Publiée le 03/05/2018

 

La course à pied, génératrice de bonheur ? L’une des plus grandes universités d’Écosse (Glasgow Caledonian University) s’est penchée sur la question. Le résultat est saisissant : courir 5 km par semaine rendrait plus heureux. Explications.

La course à pied et le bonheur. Le mois dernier, la Glasgow Caledonian University (Écosse) a planché sur le sujet à partir d’un échantillon de 8 000 personnes, qui court en moyenne 5 kilomètres par semaine et qui utilise Strava comme application de running. Le résultat est probant : 89 % d’entre eux affirment que courir 5 km par semaine les rend plus heureux.

Le sentiment de bonheur a été mesuré sur les bases de l’Oxford Happiness Questionnaire, une méthode reconnue et utilisée par des scientifiques afin de mesurer le bien-être subjectif sur plus d’une décennie. Sur une échelle de 1 (malheureux) à 6 (extrêmement heureux), les participants ont atteint une moyenne de 4,4, ce qui représente un score plus élevé que la moyenne de la population générale (4).

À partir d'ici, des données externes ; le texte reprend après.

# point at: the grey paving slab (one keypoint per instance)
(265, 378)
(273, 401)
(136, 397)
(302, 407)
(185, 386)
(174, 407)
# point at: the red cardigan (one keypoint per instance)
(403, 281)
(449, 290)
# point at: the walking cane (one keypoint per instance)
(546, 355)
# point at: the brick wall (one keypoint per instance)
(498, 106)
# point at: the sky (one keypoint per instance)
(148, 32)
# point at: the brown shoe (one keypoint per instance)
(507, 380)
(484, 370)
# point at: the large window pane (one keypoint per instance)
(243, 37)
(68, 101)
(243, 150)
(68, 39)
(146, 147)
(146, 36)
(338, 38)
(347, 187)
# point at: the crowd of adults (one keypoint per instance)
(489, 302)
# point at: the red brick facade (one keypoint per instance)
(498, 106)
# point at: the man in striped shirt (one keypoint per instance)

On apprend également que 83 % des interrogés sont plus motivés à courir grâce à Strava (64 % affirment que l’application communautaire aurait un impact positif sur leur confiance en soi), l'application GPS qui permet de partager ses sorties course à pied.

Une gratification

Courir, quand on va bien ou moins bien, fait effectivement du bien au cerveau. On se pousse parfois à franchir le pas et l’on revient avec le sourire aux lèvres. La course à pied semble réguler l’humeur, diminuer l’agressivité, les dépressions et favoriser le bien-être. Un bon médicament lorsque l’on a le moral dans les chaussettes ou après une journée stressante.

Explications : « Courir décharge notre anxiété en libérant des hormones du bonheur que sont notamment les endorphines […] », détaille Hippolyte Thebes, médecin du sport.De l’endorphine, l’hormone du bonheur, pendant et après l’exercice physique, et de la sérotonine, une substance qui permet de transmettre l’influx nerveux entre les neurones et qui agit notamment sur la dépression.

Et puis, comme l'explique le Dr Emmanuelle Tulle, de la Glasgow Caledonian University, sur le site de l'université : « Courir vous donne le sentiment que vous avez accompli quelque chose, et engendre une grande satisfaction. Cela vous donne un sentiment général de bien-être, vous vous sentez bien et cela renforce votre confiance en soi. »

C’est un cercle vertueux, estime le sociologue Jean-François Dortier, auteur de l’ouvrage "Après quoi tu cours ?" : « On perd du poids, on a donc une gratification physique et on commence à se sentir bien. Résultat : on s’améliore et on a là une gratification sportive. » Une estime de soi boostée et, selon le neurologue Jean-François Chermann, « une résilience accrue, c’est-à-dire la capacité de la personne à s’adapter à la difficulté, à une situation nouvelle. » C’est parti pour 5 km ?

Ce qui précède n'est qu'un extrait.